Da África o melhor
Nossa alimentação cotidiana é portuguesa e italiana, com toques indígenas. O entrecosto com fritas, tão comum no “reino”, até hoje é por aqui muito apreciado, na sua forma mais brasileira, o filé com fritas. A que adicionamos farofa, indígena.
No mais autêntico interior brasileiro, Zona da Mata baiana, lambendo o sertão, em domingo festivo apresentaram-me o prato predileto: frango com macarrão, ou vice-versa, como pedem alguns. Italiano, adotado por aqui com clareza. Convenhamos, delicioso.
Ou seja: a "babelização" da nossa comida é questão das mais importantes e digna de estudos, como o fez mestre Câmara Cascudo, em profundidade. A alegria de viver neste país passa pelas tripas, dizia Euclides Neto, escritor baiano e grande apreciador dos pratos brasileiros. Declamava odes às suas virtudes, porém a acompanhá-lo em certas empreitadas culinárias, joguei a toalha. Seu gosto pelo "da terra" diferia daquilo eu agüentaria. Cito um execrável ensopado de tatu, intragável umbu com leite de cabra morno e farinha de mandioca, fétido meninico de carneiro e azêdo doce de tamarindo.

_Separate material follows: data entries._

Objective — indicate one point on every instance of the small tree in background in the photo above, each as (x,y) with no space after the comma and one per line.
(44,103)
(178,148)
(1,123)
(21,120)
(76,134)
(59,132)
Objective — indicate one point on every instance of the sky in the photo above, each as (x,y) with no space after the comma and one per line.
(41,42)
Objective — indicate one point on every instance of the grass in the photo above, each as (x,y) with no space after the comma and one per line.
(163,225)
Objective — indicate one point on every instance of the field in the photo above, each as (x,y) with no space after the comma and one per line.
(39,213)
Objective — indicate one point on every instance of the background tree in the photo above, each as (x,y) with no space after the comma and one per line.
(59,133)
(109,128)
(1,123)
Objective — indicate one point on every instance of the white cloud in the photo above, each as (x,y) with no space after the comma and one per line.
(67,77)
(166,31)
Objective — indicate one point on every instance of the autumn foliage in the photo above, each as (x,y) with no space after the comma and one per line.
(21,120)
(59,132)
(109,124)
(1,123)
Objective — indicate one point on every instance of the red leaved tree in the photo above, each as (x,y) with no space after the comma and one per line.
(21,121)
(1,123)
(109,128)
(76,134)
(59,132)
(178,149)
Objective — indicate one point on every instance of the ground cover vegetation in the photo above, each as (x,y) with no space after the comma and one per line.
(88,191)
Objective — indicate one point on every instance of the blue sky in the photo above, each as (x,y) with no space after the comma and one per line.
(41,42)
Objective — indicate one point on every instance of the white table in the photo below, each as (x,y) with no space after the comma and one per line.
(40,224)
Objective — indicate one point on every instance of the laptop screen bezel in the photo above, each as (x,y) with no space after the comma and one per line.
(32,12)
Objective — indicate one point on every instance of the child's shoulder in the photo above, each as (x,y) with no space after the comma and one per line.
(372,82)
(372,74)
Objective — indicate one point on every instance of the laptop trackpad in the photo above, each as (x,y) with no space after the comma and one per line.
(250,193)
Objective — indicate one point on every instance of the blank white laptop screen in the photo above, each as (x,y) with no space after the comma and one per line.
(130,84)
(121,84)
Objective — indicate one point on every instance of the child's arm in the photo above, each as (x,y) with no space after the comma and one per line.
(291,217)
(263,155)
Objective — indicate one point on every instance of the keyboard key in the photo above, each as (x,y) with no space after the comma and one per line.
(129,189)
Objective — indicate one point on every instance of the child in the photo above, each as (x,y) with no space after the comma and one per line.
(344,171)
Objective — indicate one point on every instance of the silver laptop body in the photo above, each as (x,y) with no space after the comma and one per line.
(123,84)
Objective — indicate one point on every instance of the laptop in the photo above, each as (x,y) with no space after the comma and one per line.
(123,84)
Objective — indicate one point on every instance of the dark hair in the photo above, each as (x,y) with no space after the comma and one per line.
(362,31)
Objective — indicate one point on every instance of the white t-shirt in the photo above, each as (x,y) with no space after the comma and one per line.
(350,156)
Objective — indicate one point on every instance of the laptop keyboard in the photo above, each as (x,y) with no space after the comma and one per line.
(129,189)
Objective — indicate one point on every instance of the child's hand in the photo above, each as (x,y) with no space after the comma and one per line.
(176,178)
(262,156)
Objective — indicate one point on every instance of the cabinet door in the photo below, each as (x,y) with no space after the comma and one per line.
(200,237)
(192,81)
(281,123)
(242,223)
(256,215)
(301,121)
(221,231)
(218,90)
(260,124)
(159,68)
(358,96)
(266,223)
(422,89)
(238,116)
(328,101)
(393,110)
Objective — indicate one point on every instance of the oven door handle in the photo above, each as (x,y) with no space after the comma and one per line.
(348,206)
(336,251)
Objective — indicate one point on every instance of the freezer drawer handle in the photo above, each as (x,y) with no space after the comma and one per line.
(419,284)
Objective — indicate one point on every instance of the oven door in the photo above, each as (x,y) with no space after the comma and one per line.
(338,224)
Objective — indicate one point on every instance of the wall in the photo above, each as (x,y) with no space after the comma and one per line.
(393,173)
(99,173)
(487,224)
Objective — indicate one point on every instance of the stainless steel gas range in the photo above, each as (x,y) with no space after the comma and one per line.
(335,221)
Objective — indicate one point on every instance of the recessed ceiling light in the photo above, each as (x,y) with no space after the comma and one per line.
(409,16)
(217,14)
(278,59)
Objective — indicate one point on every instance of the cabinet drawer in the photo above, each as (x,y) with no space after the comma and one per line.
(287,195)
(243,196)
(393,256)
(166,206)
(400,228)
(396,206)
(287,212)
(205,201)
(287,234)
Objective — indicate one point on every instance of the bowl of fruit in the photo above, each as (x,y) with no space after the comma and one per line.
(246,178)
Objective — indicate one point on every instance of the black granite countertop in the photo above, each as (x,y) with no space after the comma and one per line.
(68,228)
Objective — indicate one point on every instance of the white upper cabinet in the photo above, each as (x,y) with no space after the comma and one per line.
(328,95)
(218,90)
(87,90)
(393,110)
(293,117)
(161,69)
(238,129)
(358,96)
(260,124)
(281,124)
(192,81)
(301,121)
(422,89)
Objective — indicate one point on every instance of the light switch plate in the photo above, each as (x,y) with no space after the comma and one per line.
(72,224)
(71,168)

Ao meu feliz concunhado ofereceu cascavel em moqueca. Este, baianíssimo e portanto diplomata nato, agradeceu, comeu e achou parecido com peixe... À minha mãe alemã, durona, empurrou churrasco de onça, que essa deglutiu sem comentários, excetuado certo curto “é-caça?”

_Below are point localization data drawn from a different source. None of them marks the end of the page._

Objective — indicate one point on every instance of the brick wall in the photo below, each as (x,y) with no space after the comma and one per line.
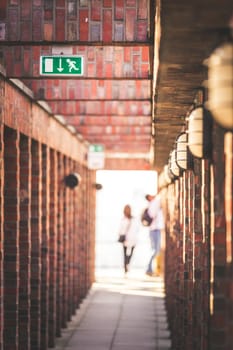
(47,229)
(73,20)
(199,240)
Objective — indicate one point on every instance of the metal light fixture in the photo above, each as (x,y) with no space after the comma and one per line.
(72,180)
(199,132)
(173,167)
(195,132)
(164,179)
(182,151)
(220,85)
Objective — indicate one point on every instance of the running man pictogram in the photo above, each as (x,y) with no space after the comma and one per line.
(72,65)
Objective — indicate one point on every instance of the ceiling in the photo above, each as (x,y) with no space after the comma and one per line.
(139,81)
(190,31)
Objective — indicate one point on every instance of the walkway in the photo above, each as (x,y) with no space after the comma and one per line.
(120,314)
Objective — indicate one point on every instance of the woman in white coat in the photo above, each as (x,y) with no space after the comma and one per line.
(128,229)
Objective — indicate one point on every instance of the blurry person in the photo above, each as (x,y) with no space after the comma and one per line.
(155,227)
(128,235)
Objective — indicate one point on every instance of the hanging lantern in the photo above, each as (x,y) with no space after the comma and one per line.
(173,167)
(220,85)
(182,152)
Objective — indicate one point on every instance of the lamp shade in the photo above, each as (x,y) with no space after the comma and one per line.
(182,151)
(173,167)
(195,132)
(220,85)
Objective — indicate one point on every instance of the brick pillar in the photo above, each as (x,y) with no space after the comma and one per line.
(69,243)
(25,243)
(76,225)
(60,248)
(218,301)
(228,142)
(1,231)
(11,239)
(45,248)
(36,245)
(70,246)
(52,247)
(65,249)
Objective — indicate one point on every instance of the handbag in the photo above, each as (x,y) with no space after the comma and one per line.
(121,238)
(145,218)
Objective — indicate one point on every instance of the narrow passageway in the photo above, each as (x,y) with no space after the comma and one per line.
(120,314)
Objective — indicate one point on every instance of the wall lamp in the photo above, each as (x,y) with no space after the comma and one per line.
(220,85)
(174,170)
(183,155)
(72,180)
(199,132)
(164,179)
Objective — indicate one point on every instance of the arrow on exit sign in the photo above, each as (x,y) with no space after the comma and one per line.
(61,65)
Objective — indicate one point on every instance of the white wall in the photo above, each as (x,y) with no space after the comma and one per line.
(120,188)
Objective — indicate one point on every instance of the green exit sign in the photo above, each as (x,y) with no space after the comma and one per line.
(61,65)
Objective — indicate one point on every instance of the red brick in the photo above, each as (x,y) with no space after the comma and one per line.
(96,10)
(107,25)
(3,9)
(130,27)
(83,25)
(119,9)
(37,25)
(142,31)
(60,24)
(142,9)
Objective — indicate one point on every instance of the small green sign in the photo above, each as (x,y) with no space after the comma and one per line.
(61,65)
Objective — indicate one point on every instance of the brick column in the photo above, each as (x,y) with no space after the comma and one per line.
(52,248)
(45,248)
(218,301)
(60,248)
(1,231)
(25,243)
(228,142)
(76,225)
(36,245)
(65,250)
(11,239)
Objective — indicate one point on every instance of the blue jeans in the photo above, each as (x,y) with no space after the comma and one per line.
(155,239)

Lorotas? Perguntem às vítimas.
Porém nossa fina culinária ao contrário da "da terra", fina mesmo, não é européia; é africana. E endosso: fina mesmo, sem nacionalista correção política ou afrescalhamento crítico. Inegável os pratos baianos, soteropolitanos, serem a mescla de um pouco de Portugal com o insuperável da África, predominando a arte do então escravo, superlativa.
Por essas confusas vias do destino casei com baiana e, de troco, recebi o melhor se pode verificar na cozinha de lá. A sogra é a, dir-se-ia, virtuose no comando gastronômico *. Seu séqüito de aprendizes, hoje espalhado pelas casas de suas filhas, filhos e agregados, aprendeu o ofício com maestria. Mas o non-plus-ultra, a crème-de-la-crème, por sorte, está conosco nessa Paulicéia Desvairada.
Autodidata, a piauiense Heleide. Os melhores pratos baianos, em São Paulo, são feitos pela nossa amiga das redondezas de Teresina.
Moqueca de caçonete, camarão ou badejo, não há igual. Farofa de dendê, l´incroyable! feijão fradinho, arroz o mais branco dos brancos. Vatapá (matapá em Angola, acabo de ler), caruru (calulu por lá), bobós, pequenas infusões de pimenta-de-cheiro e toda a paleta de cores da arte luso-africana de servir pratos.
Com sobremesas formidáveis, desde quindões, a espumas de coco com calda de chocolate, cocadas (a ser justo, feitas por nossa querida Edileusa, esta baiana autêntica) alvas, originais e tradicionais, esfriadas na pedra polida.
Nos eventos por cá, quando alguém quer coisa perfeita, detona: comida baiana! Ao lado a última farra, mostrando a turma em plena ação.
Divirtam-se.
* Perde somente para meu amigo Moreira, lá de Salvador, que em seus passeios dominicais à Rampa do Mercado, ao lado do Mercado Modelo, comprava uns tais siris moles, com os quais fazia moquecas. Trata-se de um siri que pode ser comido inteiro, com carapaça e tudo, mole e macia. Não existe moqueca igual. Porém há histórias de extinção da espécie, me parece. Raro achar. Nunca mais comi. Em tempo: o único restaurante de boa comida baiana por esta cidade é o "Soteropolitano", na Rua Fidalga, Vila Madalena. Um primor, comandado pelo incansável Júlio.